頭が悪い

第22話 頭が悪い

 作戦は、非常に大規模に行われた。

 最早、地球規模である。全世界の『クルセイダー』がネットを組んで、蝗退治に動いた。

 その作戦は、『蝗駆除作戦第7号』と名付けられた。地球規模で見れば、既に6回は作戦を展開済みなのである。

 但し、露だけは、作戦への参加を許可されなかった。

 誰の為でもない、日本人が自分たちの為に行う作戦である。日本、正確には北海道への侵攻の可能性を述べた国など、救う義理は無い。

 中は別に明確に日本の領土を狙ってはいなかったし、台の取り込みも経済的な力に因るものだ。軍事力や暴力を振るった訳では無い。

 朝は韓と併合されつつある。

 中東の方も、戦争は終結のきざしを見せている。

 露だけは、ゆるしてはいけないのだ。

 ココで赦すと、露は世界征服に乗り出す。絶対にだ!

 コレは、『露西亜』と云う国名が変わらない限り、覆らない。

 ターゲットになる国は、『ロシアンルーレット』によって決まるのだから、タチが悪い。

 宇が最初のターゲット、北海道が次なるターゲットなのだろうが、コレラ亜種、蝗害と続き、ソレラが続いても、未だ尚、他の国の領土を狙うだろうか?

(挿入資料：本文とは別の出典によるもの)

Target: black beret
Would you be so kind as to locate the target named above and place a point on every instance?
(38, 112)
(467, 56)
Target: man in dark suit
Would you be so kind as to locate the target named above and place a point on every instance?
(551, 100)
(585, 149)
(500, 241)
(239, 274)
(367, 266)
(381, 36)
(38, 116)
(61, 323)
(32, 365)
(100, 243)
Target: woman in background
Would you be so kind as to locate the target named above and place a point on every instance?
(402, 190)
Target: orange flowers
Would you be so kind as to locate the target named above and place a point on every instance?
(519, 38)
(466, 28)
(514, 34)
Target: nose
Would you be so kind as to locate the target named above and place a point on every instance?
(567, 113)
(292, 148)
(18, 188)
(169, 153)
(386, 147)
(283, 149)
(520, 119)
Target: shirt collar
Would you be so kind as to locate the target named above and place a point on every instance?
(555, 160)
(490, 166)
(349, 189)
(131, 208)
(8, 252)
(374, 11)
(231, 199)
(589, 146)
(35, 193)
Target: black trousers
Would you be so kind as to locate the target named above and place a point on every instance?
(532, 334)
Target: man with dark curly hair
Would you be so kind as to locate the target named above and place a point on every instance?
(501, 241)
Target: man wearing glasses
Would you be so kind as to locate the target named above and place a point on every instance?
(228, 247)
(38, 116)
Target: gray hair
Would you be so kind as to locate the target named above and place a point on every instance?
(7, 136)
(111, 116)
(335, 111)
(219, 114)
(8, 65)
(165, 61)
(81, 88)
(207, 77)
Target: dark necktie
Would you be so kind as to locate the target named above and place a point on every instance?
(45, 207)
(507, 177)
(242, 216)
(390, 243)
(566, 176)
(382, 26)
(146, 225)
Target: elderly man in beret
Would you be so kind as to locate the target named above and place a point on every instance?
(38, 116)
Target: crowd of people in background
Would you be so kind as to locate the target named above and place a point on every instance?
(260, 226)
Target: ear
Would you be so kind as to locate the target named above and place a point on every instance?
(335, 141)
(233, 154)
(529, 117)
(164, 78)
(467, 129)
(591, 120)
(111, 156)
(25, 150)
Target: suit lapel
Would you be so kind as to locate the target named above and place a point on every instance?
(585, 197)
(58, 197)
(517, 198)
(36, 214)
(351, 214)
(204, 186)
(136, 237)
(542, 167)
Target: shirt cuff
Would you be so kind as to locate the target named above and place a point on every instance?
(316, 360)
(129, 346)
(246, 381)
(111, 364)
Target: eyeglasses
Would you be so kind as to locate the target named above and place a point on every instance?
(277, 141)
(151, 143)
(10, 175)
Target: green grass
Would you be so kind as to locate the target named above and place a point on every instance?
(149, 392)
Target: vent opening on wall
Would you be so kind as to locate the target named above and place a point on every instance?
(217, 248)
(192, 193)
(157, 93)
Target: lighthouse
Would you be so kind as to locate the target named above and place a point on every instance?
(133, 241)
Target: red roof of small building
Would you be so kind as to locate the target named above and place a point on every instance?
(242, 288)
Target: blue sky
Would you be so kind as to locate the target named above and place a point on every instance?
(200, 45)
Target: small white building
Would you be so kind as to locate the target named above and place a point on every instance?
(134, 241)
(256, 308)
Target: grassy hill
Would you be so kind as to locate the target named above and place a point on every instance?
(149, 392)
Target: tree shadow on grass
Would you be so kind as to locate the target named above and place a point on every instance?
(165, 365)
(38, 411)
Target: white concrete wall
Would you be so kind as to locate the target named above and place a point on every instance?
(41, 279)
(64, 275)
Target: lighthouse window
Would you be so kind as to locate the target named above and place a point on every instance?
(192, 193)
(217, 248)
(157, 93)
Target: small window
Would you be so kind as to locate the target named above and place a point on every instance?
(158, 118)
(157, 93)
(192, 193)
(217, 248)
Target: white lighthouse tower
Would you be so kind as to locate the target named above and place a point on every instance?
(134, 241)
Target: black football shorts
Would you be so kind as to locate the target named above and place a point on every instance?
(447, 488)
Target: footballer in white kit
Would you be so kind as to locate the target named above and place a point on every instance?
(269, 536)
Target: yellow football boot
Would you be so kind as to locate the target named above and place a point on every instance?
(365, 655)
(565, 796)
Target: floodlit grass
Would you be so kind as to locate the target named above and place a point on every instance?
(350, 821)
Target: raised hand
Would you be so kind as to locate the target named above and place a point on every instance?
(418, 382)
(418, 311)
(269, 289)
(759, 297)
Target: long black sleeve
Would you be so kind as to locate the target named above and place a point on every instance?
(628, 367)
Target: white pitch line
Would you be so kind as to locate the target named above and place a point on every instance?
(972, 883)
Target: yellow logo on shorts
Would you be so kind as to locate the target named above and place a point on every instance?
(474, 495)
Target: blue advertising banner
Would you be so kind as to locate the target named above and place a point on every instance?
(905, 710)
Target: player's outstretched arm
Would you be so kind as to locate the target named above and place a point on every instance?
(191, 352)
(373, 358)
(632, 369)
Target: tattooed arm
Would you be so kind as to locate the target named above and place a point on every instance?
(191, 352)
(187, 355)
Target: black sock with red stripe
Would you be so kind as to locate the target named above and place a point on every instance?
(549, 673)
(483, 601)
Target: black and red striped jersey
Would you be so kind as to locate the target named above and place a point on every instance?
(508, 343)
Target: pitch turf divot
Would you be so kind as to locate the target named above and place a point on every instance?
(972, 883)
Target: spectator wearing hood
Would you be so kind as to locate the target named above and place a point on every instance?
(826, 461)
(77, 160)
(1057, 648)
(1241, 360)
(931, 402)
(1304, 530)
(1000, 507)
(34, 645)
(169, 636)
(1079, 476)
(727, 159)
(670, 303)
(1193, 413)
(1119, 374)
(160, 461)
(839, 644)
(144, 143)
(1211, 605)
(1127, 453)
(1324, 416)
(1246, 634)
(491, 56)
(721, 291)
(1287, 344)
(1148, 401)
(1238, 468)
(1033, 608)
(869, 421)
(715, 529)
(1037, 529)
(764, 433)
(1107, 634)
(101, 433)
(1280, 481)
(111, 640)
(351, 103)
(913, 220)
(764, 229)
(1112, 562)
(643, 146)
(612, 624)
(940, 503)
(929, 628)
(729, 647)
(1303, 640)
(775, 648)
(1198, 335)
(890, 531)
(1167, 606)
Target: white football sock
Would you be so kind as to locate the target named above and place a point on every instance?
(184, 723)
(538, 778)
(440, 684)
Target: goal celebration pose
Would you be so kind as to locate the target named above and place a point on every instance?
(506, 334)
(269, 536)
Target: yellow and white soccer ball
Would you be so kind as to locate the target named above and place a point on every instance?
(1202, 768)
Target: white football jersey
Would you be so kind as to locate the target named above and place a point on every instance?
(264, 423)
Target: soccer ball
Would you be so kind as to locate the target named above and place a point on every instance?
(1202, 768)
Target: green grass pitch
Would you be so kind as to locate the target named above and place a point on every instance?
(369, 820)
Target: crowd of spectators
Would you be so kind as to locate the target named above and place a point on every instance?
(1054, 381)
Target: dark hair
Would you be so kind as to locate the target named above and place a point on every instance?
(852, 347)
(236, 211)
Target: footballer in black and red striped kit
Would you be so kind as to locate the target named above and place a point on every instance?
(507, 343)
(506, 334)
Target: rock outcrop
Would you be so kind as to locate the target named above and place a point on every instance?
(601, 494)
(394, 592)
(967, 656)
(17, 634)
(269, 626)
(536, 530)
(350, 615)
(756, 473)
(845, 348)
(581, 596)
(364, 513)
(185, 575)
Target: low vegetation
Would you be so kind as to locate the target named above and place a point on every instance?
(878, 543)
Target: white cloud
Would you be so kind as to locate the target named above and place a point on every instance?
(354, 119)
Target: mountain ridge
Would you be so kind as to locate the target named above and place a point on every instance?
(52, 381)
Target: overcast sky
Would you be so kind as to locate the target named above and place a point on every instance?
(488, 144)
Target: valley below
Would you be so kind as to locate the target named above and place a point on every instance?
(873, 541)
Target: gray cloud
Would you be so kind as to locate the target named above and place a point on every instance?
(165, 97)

 恐らくは中が支援するが、病死者・餓死者は多かろう。

 この、中と露の繋がりを断つ。コレが中々の難題であるが、必要な措置なのだ。

 ――中と露の双方に、裏切り行為を互いの国に行わせる。

 その位の大胆な作戦が必要だった。

 『クルセイダー』のバチカン市国本部に於いても、露の主導者が『サタン』であると云う事実から、ロシアを見殺しにする方針は固められた。

 そして、露の『クルセイダー』は、中の『クルセイダー』が裏切ったと見做した。

 中の言い分では、『サタンが指揮する国が、何をほざいている?』と云う話だ。

 日本にもサタンは居るが(それも複数)、主導者にはなっていないし、魔王の管理組織もある。

 魔王はその管理組織に背くと、社会的に抹殺されるが、その管理組織に属する事も、相応に困難である。

 ましてや、社会的に死んでいる人間が、社会的に生き返るのはそれ相応に難題だ。

 露が死の国と化すまで、あとわずかの時間に思われた。

「日本に対して、誠意ある言動をすれば、救ってあげられないものか、上に問い合わせる位はするのにね」

 隼那がそう言い、恭次がこう返す。

「無理だろう。あの無駄に言葉が複雑な国が、『頭が悪い』と云う事実を受け入れるとは、到底思えない」

「……そうか。『頭が悪い』のね」

 この後、日本の首脳陣の進退問題に対する喧々諤々けんけんがくがくの討論がされたが、流石に必要あるまい。このように省略する事にする。